Perché i riscaldatori per pollai continuano ad rompersi (e come abbiamo risolto il problema)
Siamo onesti: i pollai rappresentano un vero incubo per i dispositivi elettronici. L’ammoniaca danneggia tutto, c’è sempre una nuvola di polvere, e l’aria è umida a causa del respiro degli uccelli. Se avete utilizzato lampade a infrarossi standard, saprete bene che si bruciano molto velocemente… È davvero frustrante.
Ci siamo stancati di vedere i riscaldatori rompersi, quindi ne abbiamo creati di nuovi in modo che potessero resistere a tutta quella sporcizia. Ci siamo concentrati su due aspetti fondamentali: evitare l’ingresso dell’umidità e impedire che l’acqua arrivasse ai componenti elettronici.
La battaglia contro l’umidità
Il problema è questo: quando una piccolissima goccia d’acqua fredda colpisce un tubo di quarzo che emette calore a 500°C, non semplicemente si evapora… Ma provoca delle sollecitazioni troppo forti sul vetro.

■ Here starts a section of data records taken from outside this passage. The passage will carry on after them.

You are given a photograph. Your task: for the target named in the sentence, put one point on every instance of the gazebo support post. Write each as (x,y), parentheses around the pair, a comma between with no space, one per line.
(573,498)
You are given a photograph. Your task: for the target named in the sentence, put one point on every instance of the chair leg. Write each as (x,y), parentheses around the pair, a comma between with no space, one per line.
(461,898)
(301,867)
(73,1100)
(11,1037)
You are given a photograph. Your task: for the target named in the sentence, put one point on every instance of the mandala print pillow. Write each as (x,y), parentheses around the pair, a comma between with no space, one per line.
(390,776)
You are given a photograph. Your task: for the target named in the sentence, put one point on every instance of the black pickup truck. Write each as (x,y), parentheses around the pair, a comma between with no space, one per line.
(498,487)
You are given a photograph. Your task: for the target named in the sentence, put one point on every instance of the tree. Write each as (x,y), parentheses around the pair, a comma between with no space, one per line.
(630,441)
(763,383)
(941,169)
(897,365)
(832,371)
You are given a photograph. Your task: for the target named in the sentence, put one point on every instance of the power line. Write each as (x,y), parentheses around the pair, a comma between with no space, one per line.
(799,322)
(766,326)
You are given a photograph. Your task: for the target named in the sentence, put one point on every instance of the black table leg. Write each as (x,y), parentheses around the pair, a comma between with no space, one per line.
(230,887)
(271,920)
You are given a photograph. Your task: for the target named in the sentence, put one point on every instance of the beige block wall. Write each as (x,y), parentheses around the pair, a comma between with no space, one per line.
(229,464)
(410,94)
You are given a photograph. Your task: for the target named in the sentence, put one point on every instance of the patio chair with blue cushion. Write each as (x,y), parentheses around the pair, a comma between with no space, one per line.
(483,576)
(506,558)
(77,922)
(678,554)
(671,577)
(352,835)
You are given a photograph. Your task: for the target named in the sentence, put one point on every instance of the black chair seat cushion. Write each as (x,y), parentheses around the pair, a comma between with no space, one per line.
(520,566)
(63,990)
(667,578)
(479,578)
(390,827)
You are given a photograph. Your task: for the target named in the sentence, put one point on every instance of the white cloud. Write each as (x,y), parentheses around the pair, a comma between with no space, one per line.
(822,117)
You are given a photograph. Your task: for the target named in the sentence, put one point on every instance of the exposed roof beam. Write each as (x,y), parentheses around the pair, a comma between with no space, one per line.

Questo ciclo continuo di caldo/freddo mette a dura prova il materiale, fino a farlo rompere.
Per evitare questo problema, abbiamo aggiunto un sigillante speciale e uno strato idrofobico sulla scocca del riscaldatore. In pratica, questo strato impedisce all’umidità di entrare nei componenti elettronici. Mantenendo il tubo asciutto, evitiamo che si rompa.
Come gestire polvere e sporco
C’è poi il problema della polvere. La peluria degli uccelli è sorprendentemente conduttiva… Se questa polvere entra nei contatti elettrici, si possono verificare problemi seri, come scintille o fusibili bruciati.
Abbiamo avvolto tutti i componenti in una scocca impermeabile. Questo protegge i cavi e i connettori da eventuali schizzi d’acqua. Ma non abbiamo reso la scocca completamente ermetica… Se lo facessimo, il calore rimarrebbe intrappolato all’interno, causando danni ai cavi stessi. È necessario trovare un equilibrio: abbastanza protezione per tenere lontana la sporcizia, ma anche spazio sufficiente affinché il dispositivo possa funzionare correttamente.
Il compromesso necessario
C’è però un inconveniente: grazie a questo rivestimento protettivo, il calore deve passare attraverso uno strato in più prima di raggiungere gli uccelli. Potreste notare che il calore radiato non è così intenso come quello prodotto da una lampada normale.
Ma onestamente? È un compromesso che vale la pena accettare. Perdiamo un po’ di intensità termica, ma otteniamo un riscaldatore che dura davvero a lungo. Non dobbiamo più sostituire i tubi ogni pochi mesi.
Un consiglio: quando installate i riscaldatori, controllate bene i supporti di fissaggio. La scocca impermeabile aumenta leggermente il peso del dispositivo, quindi è importante assicurarsi che i supporti siano ben fissati.